The two candidates that receive the most votes in the primary will advance to November’s general election. Races with only two candidates will only appear on the November ballot, meaning just eight races are on the primary ballot. Unlike elections that occur in even-numbered years, races on this year’s ballot are nonpartisan. The one exception is a special election for the partisan Clark County Council.
Clark County Council Position 4
The special election for Clark County Council will determine if Gary Medvigy, a former Army general and California Superior Court judge, will keep his council seat after being appointed to fill a vacancy in January. Medvigy, a Republican, will face off with Democrat Adrian Cortes, an educator and member of the nonpartisan Battle Ground City Council.
Although he’s lived in Clark County for only a few years, Medvigy has touted the skill set he’s developed during his career in law and military service as an asset to county government. He’s taken firmly conservative positions on taxes and property rights as he seeks to keep his seat representing the rambling and rural District 4.
Cortes has highlighted his deep roots in Clark County and experience in local government, including serving as the current chair of the board of directors for C-Tran. He’s made his call for the county to undergo a “visioning” process, similar to Battle Ground, central to his campaign. He’s also taken fiscally conservative positions, opposing taxes and costly plans to replace the aging jail.

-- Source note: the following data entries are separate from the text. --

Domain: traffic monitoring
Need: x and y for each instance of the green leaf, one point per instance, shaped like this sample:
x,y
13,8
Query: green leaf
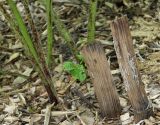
x,y
76,70
49,32
68,66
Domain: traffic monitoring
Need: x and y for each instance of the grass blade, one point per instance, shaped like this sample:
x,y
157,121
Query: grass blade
x,y
91,20
42,68
23,30
49,32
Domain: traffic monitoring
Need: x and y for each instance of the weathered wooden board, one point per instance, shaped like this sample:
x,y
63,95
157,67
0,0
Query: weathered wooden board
x,y
127,62
99,71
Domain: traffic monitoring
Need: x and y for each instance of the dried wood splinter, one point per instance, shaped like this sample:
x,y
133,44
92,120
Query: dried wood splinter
x,y
98,69
127,62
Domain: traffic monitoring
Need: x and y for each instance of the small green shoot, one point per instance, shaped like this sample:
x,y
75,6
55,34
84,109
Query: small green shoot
x,y
76,70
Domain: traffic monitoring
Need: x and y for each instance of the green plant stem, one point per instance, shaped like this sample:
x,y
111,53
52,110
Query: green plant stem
x,y
13,25
42,68
23,30
63,31
49,32
91,21
4,72
35,35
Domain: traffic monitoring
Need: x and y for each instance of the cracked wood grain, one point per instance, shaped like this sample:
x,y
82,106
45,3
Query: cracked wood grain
x,y
127,63
99,71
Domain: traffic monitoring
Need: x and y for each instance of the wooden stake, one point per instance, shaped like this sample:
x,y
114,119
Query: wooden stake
x,y
127,62
99,71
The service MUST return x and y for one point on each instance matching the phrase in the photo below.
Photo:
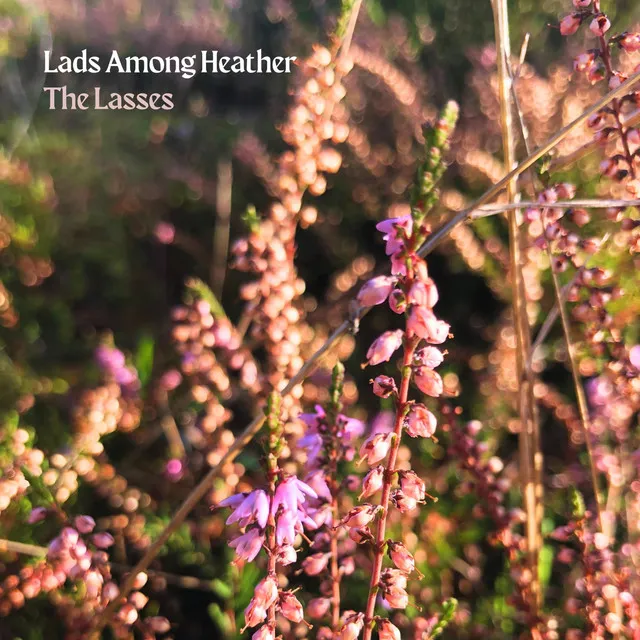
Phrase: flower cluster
(410, 292)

This race is the only partisan election that will appear on the ballot this year. A quirk in state law requires all partisan races to appear on the primary and general election ballot regardless of the number of candidates running. That means that while the race will appear on the primary ballot, only the results of the general election will count. Whoever wins the race will have to run again in 2020 for a full four-year term.